# Altenator light comes on during idle



## ChiefPontiac66 (Jul 12, 2012)

I just started up my 66 Lemans for the first time since last fall. The battery light comes on while it idles, which it didn't do before. If I increase the RPM's a little, it will go out. I replaced the external voltage regulator with a solid state one last fall. I have only ran it a couple times since it was replaced with no problem previously. What would cause this to happen?


----------



## BearGFR (Aug 25, 2008)

Check the voltage at the battery with the engine idling. It should be very close to 14.4 volts. If it's lower than 13 or so, suspect either a bad alternator or a bad voltage regulator. If you pull the alternator and take it to one of the big box parts stores, they usually have a machine that can test it for you.


Bear


----------



## Matthew (Feb 11, 2011)

You would not be the first to have a new voltage regulator go bad. If it is the Duralast VR715, 50% (in my estimation) are bad straight out of the box. Matt


----------



## allpawl66 (May 9, 2008)

Duralast VR715 , never had any troubles with them . Have used a dozen on friends / own cars for years . Good reviews on other sites as well .


----------



## geeteeohguy (Feb 2, 2008)

I have had this happen due to worn brushes in the alternator. If it's an older unit with a lot of wear, anything is possible. What Mr. Bear said...have it tested.


----------



## ChiefPontiac66 (Jul 12, 2012)

I checked the voltage at the battery at idle and it only registered at 12.29 volts. Looks like I'll have to have my alternator tested as Bear suggested. It's an old unit so maybe it's bad. Thanks for your help guys.


----------



## the65gto (Oct 9, 2008)

ChiefPontiac66 said:


> I checked the voltage at the battery at idle and it only registered at 12.29 volts. Looks like I'll have to have my alternator tested as Bear suggested. It's an old unit so maybe it's bad. Thanks for your help guys.
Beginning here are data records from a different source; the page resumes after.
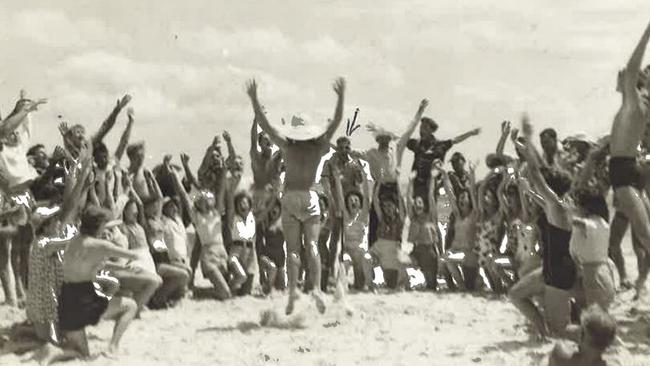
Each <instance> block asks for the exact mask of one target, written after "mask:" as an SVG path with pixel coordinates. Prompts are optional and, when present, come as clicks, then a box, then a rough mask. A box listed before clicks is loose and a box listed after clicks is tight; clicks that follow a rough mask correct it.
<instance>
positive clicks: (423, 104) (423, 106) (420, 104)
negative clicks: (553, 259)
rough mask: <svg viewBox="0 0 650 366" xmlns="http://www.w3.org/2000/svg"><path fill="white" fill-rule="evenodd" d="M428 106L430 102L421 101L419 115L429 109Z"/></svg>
mask: <svg viewBox="0 0 650 366" xmlns="http://www.w3.org/2000/svg"><path fill="white" fill-rule="evenodd" d="M428 106H429V100H428V99H422V101H420V107H419V108H418V113H420V114H421V113H424V110H425V109H427V107H428Z"/></svg>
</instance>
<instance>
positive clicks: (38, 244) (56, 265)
mask: <svg viewBox="0 0 650 366" xmlns="http://www.w3.org/2000/svg"><path fill="white" fill-rule="evenodd" d="M62 234H63V235H62V236H61V237H59V238H47V237H39V238H38V239H37V240H36V242H35V243H34V245H32V250H31V252H30V254H29V277H28V286H29V287H28V291H27V303H26V310H27V318H28V319H29V320H30V321H31V322H32V323H54V324H56V323H58V318H59V316H58V298H59V295H60V292H61V284H62V283H63V251H57V252H54V253H52V254H51V255H48V249H47V247H48V246H49V245H52V244H57V243H61V242H62V241H67V240H70V239H72V238H73V237H74V235H75V234H76V229H75V228H74V226H67V227H66V228H65V232H64V233H62Z"/></svg>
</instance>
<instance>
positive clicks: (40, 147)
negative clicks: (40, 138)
mask: <svg viewBox="0 0 650 366" xmlns="http://www.w3.org/2000/svg"><path fill="white" fill-rule="evenodd" d="M41 149H45V145H43V144H36V145H34V146H32V147H30V148H29V150H27V156H34V155H36V153H37V152H38V150H41Z"/></svg>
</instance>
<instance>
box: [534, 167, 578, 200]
mask: <svg viewBox="0 0 650 366" xmlns="http://www.w3.org/2000/svg"><path fill="white" fill-rule="evenodd" d="M540 171H541V173H542V175H543V176H544V180H545V181H546V183H547V184H548V186H549V187H550V188H551V190H552V191H553V192H555V194H557V195H558V197H562V196H564V195H565V194H566V193H567V192H568V191H569V189H571V175H569V173H567V172H565V171H563V170H561V169H557V168H549V167H541V168H540Z"/></svg>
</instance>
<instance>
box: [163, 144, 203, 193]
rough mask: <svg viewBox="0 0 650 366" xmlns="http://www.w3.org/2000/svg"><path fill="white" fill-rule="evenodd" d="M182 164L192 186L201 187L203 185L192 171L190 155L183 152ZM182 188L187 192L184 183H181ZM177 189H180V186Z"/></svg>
mask: <svg viewBox="0 0 650 366" xmlns="http://www.w3.org/2000/svg"><path fill="white" fill-rule="evenodd" d="M206 155H207V154H206ZM169 159H170V161H171V157H169ZM181 164H182V165H183V171H184V172H185V179H187V180H188V181H189V182H190V185H191V186H193V187H194V188H196V189H200V188H201V185H200V184H199V182H198V181H197V180H196V177H195V176H194V173H192V168H190V156H189V155H187V154H185V153H181ZM180 188H181V189H182V190H183V192H185V189H183V185H181V187H180ZM176 189H177V190H178V187H177V188H176Z"/></svg>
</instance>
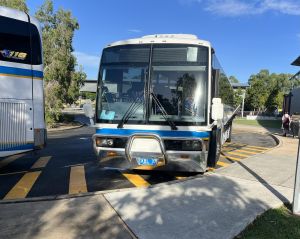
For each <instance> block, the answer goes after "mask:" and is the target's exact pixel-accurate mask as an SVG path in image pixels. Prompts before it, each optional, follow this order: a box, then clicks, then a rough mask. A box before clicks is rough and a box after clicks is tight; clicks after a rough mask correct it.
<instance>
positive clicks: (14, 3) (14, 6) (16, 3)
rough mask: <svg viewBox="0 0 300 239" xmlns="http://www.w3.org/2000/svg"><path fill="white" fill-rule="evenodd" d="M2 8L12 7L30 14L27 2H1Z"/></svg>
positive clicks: (3, 1)
mask: <svg viewBox="0 0 300 239" xmlns="http://www.w3.org/2000/svg"><path fill="white" fill-rule="evenodd" d="M0 6H4V7H10V8H14V9H17V10H20V11H23V12H28V8H27V5H26V0H0Z"/></svg>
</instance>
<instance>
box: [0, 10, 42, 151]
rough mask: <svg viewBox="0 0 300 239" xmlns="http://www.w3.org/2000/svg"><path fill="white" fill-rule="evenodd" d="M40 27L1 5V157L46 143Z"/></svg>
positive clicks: (20, 15) (28, 15) (0, 140)
mask: <svg viewBox="0 0 300 239" xmlns="http://www.w3.org/2000/svg"><path fill="white" fill-rule="evenodd" d="M43 92H44V91H43V61H42V43H41V29H40V26H39V23H38V21H37V20H36V19H35V18H34V17H31V16H29V15H28V14H26V13H24V12H21V11H17V10H13V9H10V8H6V7H0V157H4V156H8V155H12V154H17V153H21V152H25V151H29V150H33V149H36V148H41V147H43V146H44V145H45V140H46V128H45V120H44V93H43Z"/></svg>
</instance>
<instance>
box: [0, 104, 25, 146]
mask: <svg viewBox="0 0 300 239" xmlns="http://www.w3.org/2000/svg"><path fill="white" fill-rule="evenodd" d="M25 144H26V104H25V103H19V102H0V151H5V150H9V149H10V150H13V149H18V148H19V147H20V146H22V145H25Z"/></svg>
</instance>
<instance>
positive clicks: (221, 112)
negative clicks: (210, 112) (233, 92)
mask: <svg viewBox="0 0 300 239" xmlns="http://www.w3.org/2000/svg"><path fill="white" fill-rule="evenodd" d="M223 115H224V105H223V104H222V100H221V98H213V100H212V110H211V118H212V119H213V120H221V119H223Z"/></svg>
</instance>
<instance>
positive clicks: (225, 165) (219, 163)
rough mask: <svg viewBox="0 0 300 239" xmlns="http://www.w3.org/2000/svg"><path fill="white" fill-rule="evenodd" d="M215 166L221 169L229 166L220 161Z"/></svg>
mask: <svg viewBox="0 0 300 239" xmlns="http://www.w3.org/2000/svg"><path fill="white" fill-rule="evenodd" d="M217 165H219V166H222V167H226V166H228V165H229V163H225V162H222V161H218V162H217Z"/></svg>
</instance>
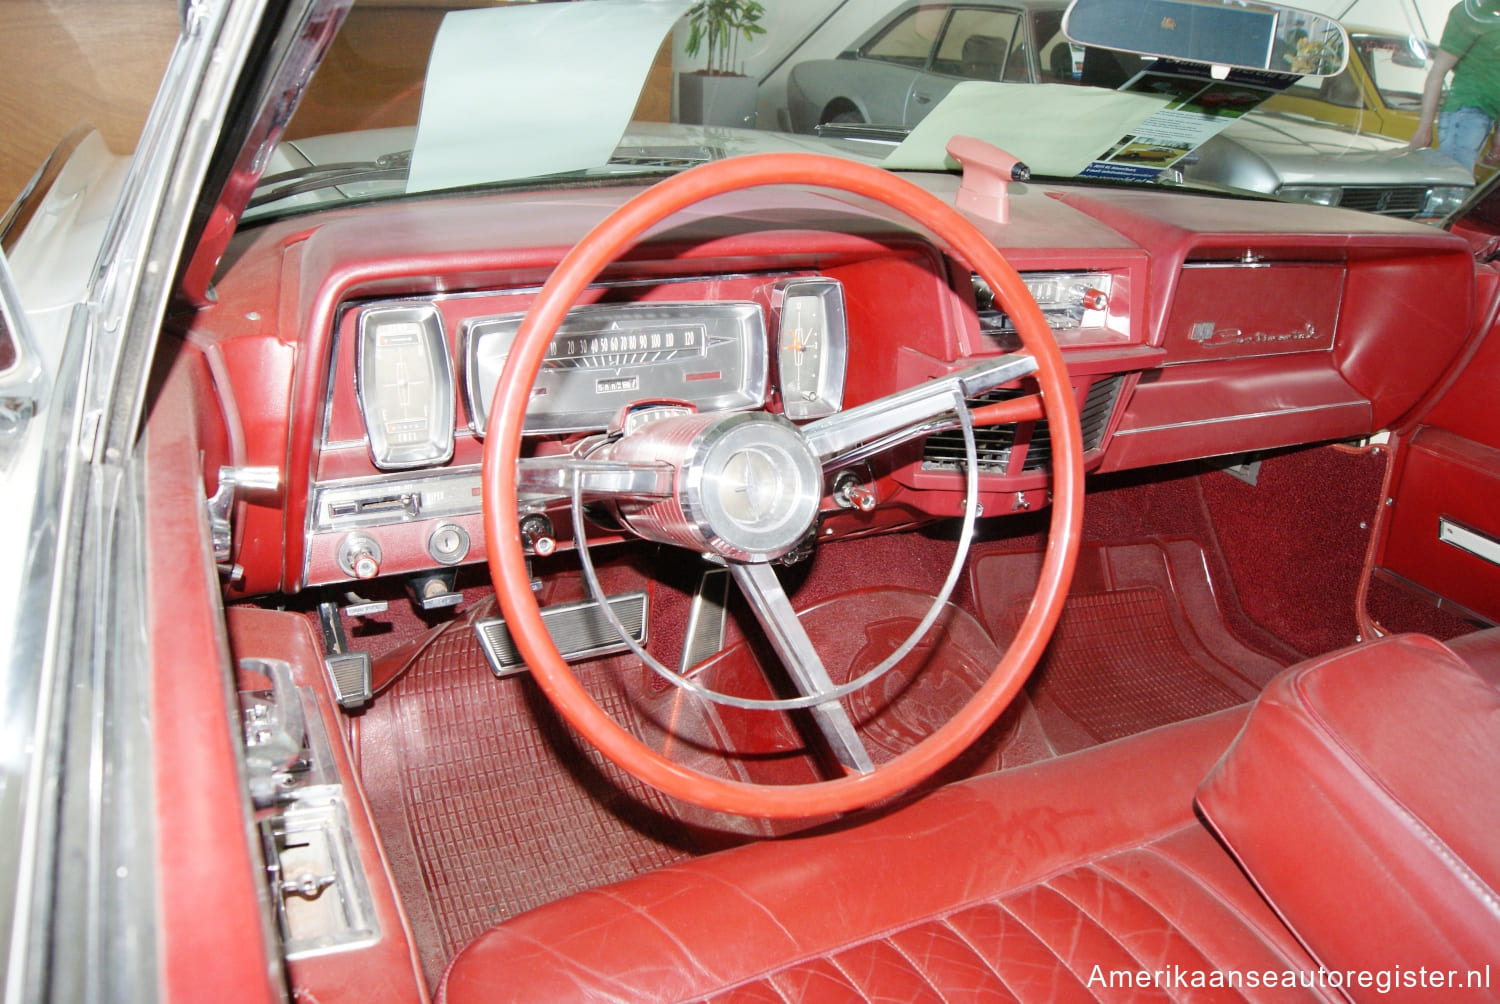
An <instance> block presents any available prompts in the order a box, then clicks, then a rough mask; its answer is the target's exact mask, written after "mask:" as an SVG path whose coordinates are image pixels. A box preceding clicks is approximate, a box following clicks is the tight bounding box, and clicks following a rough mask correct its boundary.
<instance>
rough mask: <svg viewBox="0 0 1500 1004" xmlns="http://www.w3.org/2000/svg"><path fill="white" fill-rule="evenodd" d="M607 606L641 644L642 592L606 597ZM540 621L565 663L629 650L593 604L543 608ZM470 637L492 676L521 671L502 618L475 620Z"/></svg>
mask: <svg viewBox="0 0 1500 1004" xmlns="http://www.w3.org/2000/svg"><path fill="white" fill-rule="evenodd" d="M609 608H610V609H612V611H613V612H615V617H616V618H619V623H621V624H622V626H624V629H625V632H627V633H628V635H630V639H631V641H634V642H636V644H637V645H642V644H645V641H646V612H648V611H646V594H645V591H636V593H621V594H619V596H612V597H609ZM541 623H543V624H546V627H547V633H549V635H552V644H555V645H556V647H558V653H561V656H562V659H564V660H565V662H579V660H582V659H592V657H595V656H612V654H615V653H621V651H628V650H630V645H628V644H625V641H624V639H622V638H621V636H619V632H616V630H615V627H613V624H610V623H609V620H607V618H606V617H604V611H603V608H601V606H600V605H598V603H597V602H595V600H582V602H577V603H556V605H555V606H547V608H543V611H541ZM474 633H475V635H477V636H478V647H480V648H481V650H483V651H484V659H486V662H489V668H490V671H492V672H493V674H495V675H496V677H508V675H511V674H516V672H522V671H525V669H526V663H525V660H523V659H522V657H520V651H519V650H517V648H516V644H514V641H513V639H511V636H510V627H507V626H505V618H504V617H489V618H486V620H481V621H475V623H474Z"/></svg>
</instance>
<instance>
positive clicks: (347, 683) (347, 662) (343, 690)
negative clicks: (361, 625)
mask: <svg viewBox="0 0 1500 1004" xmlns="http://www.w3.org/2000/svg"><path fill="white" fill-rule="evenodd" d="M318 624H320V626H321V627H323V648H324V651H327V653H329V654H327V656H324V659H323V668H324V669H326V671H327V674H329V683H332V684H333V698H335V699H336V701H338V702H339V707H341V708H344V710H345V711H356V710H359V708H362V707H365V705H366V704H369V699H371V698H372V696H374V693H375V692H374V687H372V686H371V654H369V653H368V651H350V639H348V635H345V633H344V618H342V615H341V614H339V608H338V606H336V605H333V603H318Z"/></svg>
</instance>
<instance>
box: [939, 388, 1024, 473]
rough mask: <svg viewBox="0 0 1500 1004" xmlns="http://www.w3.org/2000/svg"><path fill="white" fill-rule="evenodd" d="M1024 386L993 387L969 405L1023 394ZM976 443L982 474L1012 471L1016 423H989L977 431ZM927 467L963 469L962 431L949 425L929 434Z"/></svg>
mask: <svg viewBox="0 0 1500 1004" xmlns="http://www.w3.org/2000/svg"><path fill="white" fill-rule="evenodd" d="M1025 393H1026V392H1025V390H1020V389H1017V387H1010V389H1001V390H992V392H989V393H986V395H981V396H978V398H971V399H969V407H972V408H978V407H980V405H986V404H995V402H998V401H1011V399H1014V398H1020V396H1025ZM974 446H975V449H977V450H978V455H980V473H981V474H1005V473H1008V471H1010V464H1011V447H1013V446H1016V426H1014V425H990V426H984V428H983V429H975V431H974ZM922 470H924V471H962V470H965V449H963V431H962V429H950V431H947V432H935V434H933V435H929V437H927V446H926V449H924V450H922Z"/></svg>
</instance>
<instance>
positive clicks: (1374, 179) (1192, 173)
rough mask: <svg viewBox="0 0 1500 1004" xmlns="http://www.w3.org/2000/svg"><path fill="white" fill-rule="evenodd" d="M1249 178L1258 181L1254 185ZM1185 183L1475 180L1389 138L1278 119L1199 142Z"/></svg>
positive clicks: (1380, 135) (1262, 189)
mask: <svg viewBox="0 0 1500 1004" xmlns="http://www.w3.org/2000/svg"><path fill="white" fill-rule="evenodd" d="M1251 173H1259V174H1260V180H1259V182H1253V180H1251V177H1250V174H1251ZM1184 176H1185V177H1190V179H1191V177H1200V179H1205V180H1217V182H1224V183H1229V185H1235V186H1236V188H1248V189H1253V191H1265V192H1271V191H1275V189H1277V188H1280V186H1283V185H1382V186H1394V185H1401V186H1406V185H1428V186H1434V185H1454V186H1464V188H1467V186H1470V185H1473V183H1475V179H1473V174H1470V173H1469V171H1466V170H1464V168H1463V167H1461V165H1460V164H1458V162H1455V161H1454V159H1452V158H1448V156H1443V155H1442V153H1439V152H1437V150H1412V149H1410V147H1407V144H1404V143H1401V141H1398V140H1391V138H1389V137H1382V135H1376V134H1368V132H1367V134H1356V132H1349V131H1344V129H1337V128H1332V126H1326V125H1322V123H1317V122H1313V120H1310V119H1302V117H1299V116H1286V114H1277V113H1256V114H1250V116H1245V117H1244V119H1241V120H1239V122H1236V123H1235V125H1233V126H1230V128H1229V129H1226V131H1224V132H1221V134H1220V135H1217V137H1214V138H1212V140H1209V141H1208V143H1205V144H1203V147H1200V150H1199V161H1197V164H1194V165H1193V167H1190V168H1187V170H1184Z"/></svg>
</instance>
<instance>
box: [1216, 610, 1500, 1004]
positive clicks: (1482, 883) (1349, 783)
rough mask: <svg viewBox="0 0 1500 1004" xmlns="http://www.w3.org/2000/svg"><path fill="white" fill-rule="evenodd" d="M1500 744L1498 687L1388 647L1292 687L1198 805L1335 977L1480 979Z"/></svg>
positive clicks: (1451, 658)
mask: <svg viewBox="0 0 1500 1004" xmlns="http://www.w3.org/2000/svg"><path fill="white" fill-rule="evenodd" d="M1497 740H1500V692H1497V690H1496V687H1494V686H1493V684H1491V683H1488V681H1487V680H1484V678H1482V677H1479V675H1478V674H1476V672H1475V671H1473V669H1472V668H1470V666H1469V665H1466V662H1463V660H1460V659H1458V657H1455V656H1454V653H1452V651H1449V650H1448V648H1445V647H1443V645H1442V644H1439V642H1436V641H1433V639H1430V638H1422V636H1416V635H1407V636H1395V638H1386V639H1382V641H1379V642H1374V644H1368V645H1361V647H1358V648H1352V650H1346V651H1341V653H1335V654H1332V656H1328V657H1323V659H1319V660H1316V662H1311V663H1304V665H1301V666H1298V668H1295V669H1292V671H1289V672H1286V674H1283V675H1281V677H1278V678H1277V680H1275V681H1274V683H1272V684H1271V686H1269V687H1268V689H1266V692H1265V693H1263V695H1262V698H1260V701H1259V702H1257V705H1256V710H1254V711H1253V713H1251V716H1250V720H1248V722H1247V725H1245V731H1244V734H1242V735H1241V737H1239V738H1238V740H1236V743H1235V746H1233V749H1232V750H1230V752H1229V753H1227V755H1226V758H1224V761H1223V762H1221V764H1220V765H1218V767H1217V768H1215V770H1214V773H1212V774H1211V776H1209V779H1208V780H1206V782H1205V785H1203V788H1202V791H1200V792H1199V803H1200V806H1202V809H1203V813H1205V816H1206V818H1208V819H1209V822H1211V824H1212V825H1214V827H1215V828H1217V830H1218V833H1220V834H1221V836H1223V839H1224V842H1226V845H1227V846H1229V848H1230V849H1232V851H1233V852H1235V855H1236V857H1238V858H1239V861H1241V863H1242V864H1244V867H1245V870H1247V872H1248V873H1250V876H1251V878H1253V879H1254V881H1256V884H1257V885H1260V888H1262V890H1263V893H1265V896H1266V899H1268V900H1269V902H1271V903H1272V905H1274V906H1275V908H1277V911H1278V912H1280V914H1281V915H1283V917H1284V918H1286V921H1287V924H1289V926H1290V927H1292V929H1293V930H1295V932H1296V933H1298V936H1299V938H1301V939H1302V941H1304V944H1305V945H1307V947H1308V948H1310V950H1311V953H1313V954H1314V956H1316V957H1317V959H1320V960H1322V962H1323V963H1325V965H1326V966H1328V968H1329V969H1338V971H1373V972H1382V971H1385V972H1391V971H1392V969H1394V966H1401V969H1403V971H1407V972H1416V971H1418V969H1419V966H1427V968H1428V969H1439V971H1449V969H1451V971H1460V972H1463V974H1464V978H1466V980H1467V971H1469V969H1476V971H1484V969H1485V968H1487V965H1493V963H1494V962H1496V960H1497V959H1500V896H1497V891H1496V890H1497V888H1500V840H1496V834H1497V833H1500V741H1497ZM1428 992H1430V990H1428ZM1352 995H1353V996H1355V998H1356V999H1359V998H1361V996H1362V995H1368V996H1370V999H1376V998H1377V996H1380V995H1379V993H1377V990H1376V989H1370V990H1365V992H1362V990H1361V989H1359V987H1355V989H1353V990H1352ZM1380 999H1386V998H1383V996H1380ZM1464 999H1481V996H1479V995H1464ZM1484 999H1488V998H1484Z"/></svg>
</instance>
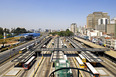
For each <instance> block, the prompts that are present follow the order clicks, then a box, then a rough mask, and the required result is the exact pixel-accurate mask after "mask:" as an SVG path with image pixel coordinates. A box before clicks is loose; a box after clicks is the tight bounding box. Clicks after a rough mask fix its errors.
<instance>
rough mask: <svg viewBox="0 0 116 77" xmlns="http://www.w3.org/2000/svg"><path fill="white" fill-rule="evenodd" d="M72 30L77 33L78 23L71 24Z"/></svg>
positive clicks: (73, 23)
mask: <svg viewBox="0 0 116 77" xmlns="http://www.w3.org/2000/svg"><path fill="white" fill-rule="evenodd" d="M70 31H72V32H73V33H74V35H76V34H77V24H76V23H72V24H71V26H70Z"/></svg>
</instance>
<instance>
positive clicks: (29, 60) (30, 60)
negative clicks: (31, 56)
mask: <svg viewBox="0 0 116 77" xmlns="http://www.w3.org/2000/svg"><path fill="white" fill-rule="evenodd" d="M34 58H35V56H32V57H31V58H30V59H29V60H28V61H27V62H26V63H25V64H29V63H30V62H31V61H32V60H33V59H34Z"/></svg>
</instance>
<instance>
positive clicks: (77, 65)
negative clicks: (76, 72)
mask: <svg viewBox="0 0 116 77" xmlns="http://www.w3.org/2000/svg"><path fill="white" fill-rule="evenodd" d="M75 59H76V61H77V67H79V68H84V63H83V62H82V60H81V59H80V58H79V57H76V58H75Z"/></svg>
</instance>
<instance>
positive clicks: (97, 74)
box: [85, 62, 100, 77]
mask: <svg viewBox="0 0 116 77" xmlns="http://www.w3.org/2000/svg"><path fill="white" fill-rule="evenodd" d="M85 68H88V69H89V70H90V71H91V72H92V73H93V74H94V75H92V74H91V75H92V76H93V77H100V74H99V73H98V72H97V70H96V69H95V68H94V67H93V66H92V65H91V64H90V63H89V62H86V63H85Z"/></svg>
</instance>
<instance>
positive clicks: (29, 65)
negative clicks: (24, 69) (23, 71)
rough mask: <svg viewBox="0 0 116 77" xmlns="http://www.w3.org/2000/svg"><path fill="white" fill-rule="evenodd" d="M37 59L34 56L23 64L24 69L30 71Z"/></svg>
mask: <svg viewBox="0 0 116 77" xmlns="http://www.w3.org/2000/svg"><path fill="white" fill-rule="evenodd" d="M35 59H36V57H35V56H32V57H31V58H30V59H29V60H28V61H27V62H26V63H24V64H23V68H24V69H30V67H31V66H32V65H33V63H34V61H35Z"/></svg>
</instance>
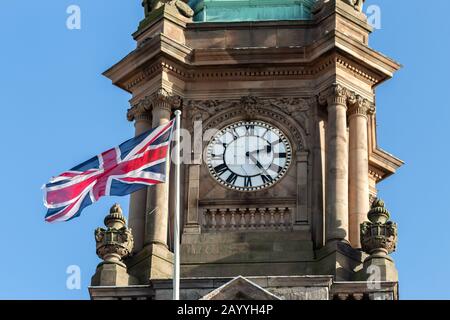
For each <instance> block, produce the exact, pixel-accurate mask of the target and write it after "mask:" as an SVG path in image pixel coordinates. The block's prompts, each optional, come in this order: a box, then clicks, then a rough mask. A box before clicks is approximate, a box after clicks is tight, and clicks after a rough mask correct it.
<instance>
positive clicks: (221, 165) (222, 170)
mask: <svg viewBox="0 0 450 320" xmlns="http://www.w3.org/2000/svg"><path fill="white" fill-rule="evenodd" d="M214 171H215V172H216V173H217V174H218V175H219V176H221V175H222V174H224V173H225V172H227V171H228V167H227V165H226V164H225V163H222V164H219V165H218V166H217V167H214Z"/></svg>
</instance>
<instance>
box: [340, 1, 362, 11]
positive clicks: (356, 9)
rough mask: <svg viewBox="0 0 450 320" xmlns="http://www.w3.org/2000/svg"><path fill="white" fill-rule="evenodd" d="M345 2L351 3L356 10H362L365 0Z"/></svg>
mask: <svg viewBox="0 0 450 320" xmlns="http://www.w3.org/2000/svg"><path fill="white" fill-rule="evenodd" d="M344 2H345V3H347V4H349V5H351V6H352V7H353V8H355V10H357V11H359V12H362V9H363V4H364V0H344Z"/></svg>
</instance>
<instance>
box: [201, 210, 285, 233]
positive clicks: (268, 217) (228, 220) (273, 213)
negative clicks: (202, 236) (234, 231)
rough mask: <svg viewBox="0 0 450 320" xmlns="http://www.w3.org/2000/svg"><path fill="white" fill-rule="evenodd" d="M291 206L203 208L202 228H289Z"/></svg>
mask: <svg viewBox="0 0 450 320" xmlns="http://www.w3.org/2000/svg"><path fill="white" fill-rule="evenodd" d="M292 211H293V208H285V207H282V208H232V209H218V208H204V209H203V230H204V231H206V232H215V231H221V230H227V231H257V230H291V229H292V226H293V213H292Z"/></svg>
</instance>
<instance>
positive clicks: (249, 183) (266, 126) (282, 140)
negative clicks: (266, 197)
mask: <svg viewBox="0 0 450 320" xmlns="http://www.w3.org/2000/svg"><path fill="white" fill-rule="evenodd" d="M207 151H208V153H207V164H208V168H209V171H210V173H211V175H212V176H213V177H214V178H215V179H216V180H217V181H218V182H219V183H221V184H222V185H224V186H226V187H228V188H231V189H234V190H239V191H256V190H261V189H264V188H267V187H270V186H272V185H273V184H274V183H276V182H277V181H278V180H280V179H281V178H282V177H283V176H284V175H285V174H286V172H287V170H288V168H289V165H290V163H291V157H292V154H291V145H290V143H289V141H288V139H287V138H286V137H285V136H284V134H283V133H282V132H281V131H280V130H278V129H277V128H274V127H272V126H271V125H269V124H267V123H264V122H260V121H249V122H238V123H235V124H232V125H230V126H228V127H226V128H224V129H222V130H221V131H220V132H218V133H217V134H216V135H215V136H214V138H213V139H212V140H211V142H210V143H209V145H208V150H207Z"/></svg>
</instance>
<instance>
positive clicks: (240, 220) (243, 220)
mask: <svg viewBox="0 0 450 320" xmlns="http://www.w3.org/2000/svg"><path fill="white" fill-rule="evenodd" d="M245 225H246V223H245V210H243V211H241V220H240V221H239V229H241V230H245Z"/></svg>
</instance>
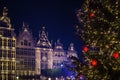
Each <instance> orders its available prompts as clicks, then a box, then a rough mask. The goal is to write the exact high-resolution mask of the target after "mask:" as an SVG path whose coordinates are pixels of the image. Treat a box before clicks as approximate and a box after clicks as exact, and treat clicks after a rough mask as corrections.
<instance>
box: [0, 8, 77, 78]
mask: <svg viewBox="0 0 120 80" xmlns="http://www.w3.org/2000/svg"><path fill="white" fill-rule="evenodd" d="M52 45H53V44H52V43H51V42H50V41H49V39H48V34H47V32H46V30H45V27H43V28H42V29H41V30H40V32H39V39H38V40H37V41H35V40H34V39H33V36H32V32H31V31H30V30H29V26H28V25H25V24H24V23H23V26H22V30H21V31H20V32H19V35H18V36H16V35H15V33H14V28H12V26H11V24H10V18H9V17H7V9H6V7H5V8H4V9H3V15H2V17H0V80H16V79H19V80H24V79H23V78H24V77H26V76H28V77H30V78H31V76H35V75H41V69H55V68H60V67H61V65H62V64H63V63H64V62H66V61H67V60H68V57H69V56H76V57H77V52H76V51H75V49H74V46H73V44H70V47H69V48H68V50H67V51H66V50H64V49H63V44H62V43H61V42H60V40H57V42H56V43H55V45H54V47H53V46H52ZM22 77H23V78H22Z"/></svg>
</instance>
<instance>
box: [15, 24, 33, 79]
mask: <svg viewBox="0 0 120 80" xmlns="http://www.w3.org/2000/svg"><path fill="white" fill-rule="evenodd" d="M16 74H17V76H19V77H20V78H21V79H22V77H23V78H24V76H27V78H30V76H31V77H32V76H34V75H35V44H34V40H33V37H32V33H31V32H30V30H29V28H28V25H25V24H24V23H23V27H22V30H21V31H20V33H19V35H18V37H17V43H16Z"/></svg>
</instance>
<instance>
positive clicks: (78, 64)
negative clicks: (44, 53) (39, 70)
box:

What is the voltage at the rear of the alternator at idle. (Big red wire)


----------



## ChiefPontiac66 (Jul 12, 2012)

Well, it turned out to be the Duralast VR715 I bought. I had gotten a defective one. After the alternator turned out to be fine, I exchanged the defective voltage regulator for a new one. Now the problem is gone. Thanks for all the help guys!


----------



## Matthew (Feb 11, 2011)

Right. You might be going through this again in the next couple months. I would recommend moving away from the Duralast VR715. I got it that Allpawl66 has never had a problem with them, but there are a number of people that have had problems with them. Matt


----------